Esta experiência é complexa e não deixa de ser uma situação nova para todos os portugueses como também para o próprio Governo.

Na atual conjuntura o maior argumento do estado de emergência e o menos utilizado é “obrigar coisas a funcionar”.

Numa Democracia é sempre melhor pedirmos do que exigirmos.

Porém, é de salutar o civismo dos portugueses no que às medidas de prevenção dizem respeito..

Existe o receio que o estado de emergência tenha sido decretado em função da pressão social e da própria opinião pública.

A verdade é que ninguém nos diz que as coisas vão melhorar e as pessoas estão 24 horas em casa a aceder às redes sociais , aos meio de comunicação social, constatando que cada vez há mais infetados, mais mortos e essa “fadiga” que se fala vai gerar uma pressão para mais medidas  sobre o Governo.

O maior receio é termos um Governo que se deixa influenciar sobre a opinião publica.

Já temos uma enorme pressão para que a economia pare, como é obvio as consequências serão catastróficas.

Foi dado um “cheque em branco “pelo Presidente da República ao Governo, no qual o Governo está com dificuldades em preencher.

Corremos o risco de estar perante uma catástrofe superior à da própria pandemia.

Não temos dúvidas que muitas pessoas vão ser obrigadas a trabalhar, muitas empresas vão ser obrigadas a funcionar.

Com efeito,

O ponto de equilíbrio entre a pandemia e a economia é muito difícil.

Gerir este equilíbrio não é fácil, significa avançar e recuar politicamente e não sabemos se os portugueses estão preparados para tal.

A recessão económica será profunda em virtude do tempo que a pandemia se mantiver.

Num país como o nosso, em que o setor do turismo e da restauração desempenham um papel significativo na economia, está menos protegido como por exemplo, um país que tem uma indústria farmacêutica como componente mais significativa na sua fonte contributiva.

Países como Portugal e Itália que tem uma divida pública muito alta, não são capazes de responder da mesma forma de que outros países com menor divida publica.

Objetivamente o Estado tem que gastar para a proteger as famílias e as empresas.

A divida publica está a aumentar, embora as taxas de juros estejam baixas a capacidade de fazer face à divida publica é diminuta.

A seguir à pandemia, precisaremos de excedentes orçamentais brutais para baixar a divida pública.
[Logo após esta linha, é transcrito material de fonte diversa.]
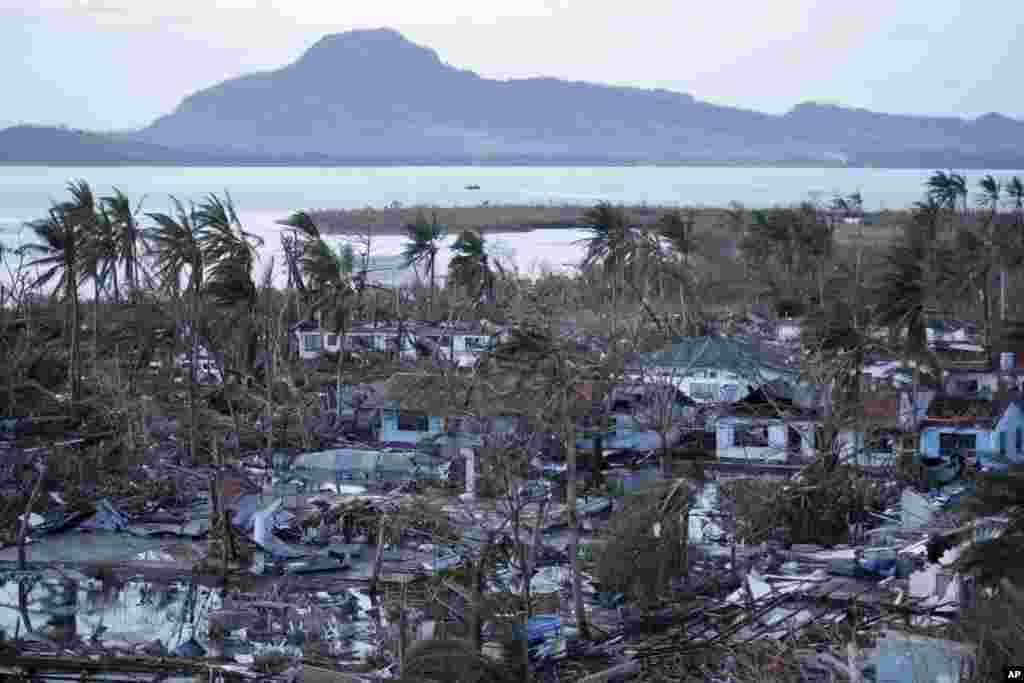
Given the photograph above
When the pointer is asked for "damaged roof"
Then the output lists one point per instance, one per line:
(455, 393)
(967, 410)
(742, 355)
O próprio Primeiro Ministro já fez menção de um “Plano Marshall” europeu.

E agora, como investimos na saúde? Como arranjamos excedentes orçamentais? Como recuperamos a economia?

Coloca-se aqui uma questão muito pertinente após a pandemia, que nem o Governo sabe responder.

Nesta situação, os mais prejudicados são os que vão perder o emprego, são os que tem os salários mais baixos, são os mais pobres.

Não alimentemos a ingenuidade que esta situação toca a todos e que vai ser igual para todos da mesma forma e que todos vão contribuir para a solução, não vão.

A luta contra a pandemia e a necessidade de termos um pais que funcione é um equilíbrio complexo e o maior desafio político de sempre.

É imperioso lutarmos contra a pandemia e proteger a vida de todos, mas não podemos deixar a economia morrer, pois corremos o risco de acordarmos e já não termos país.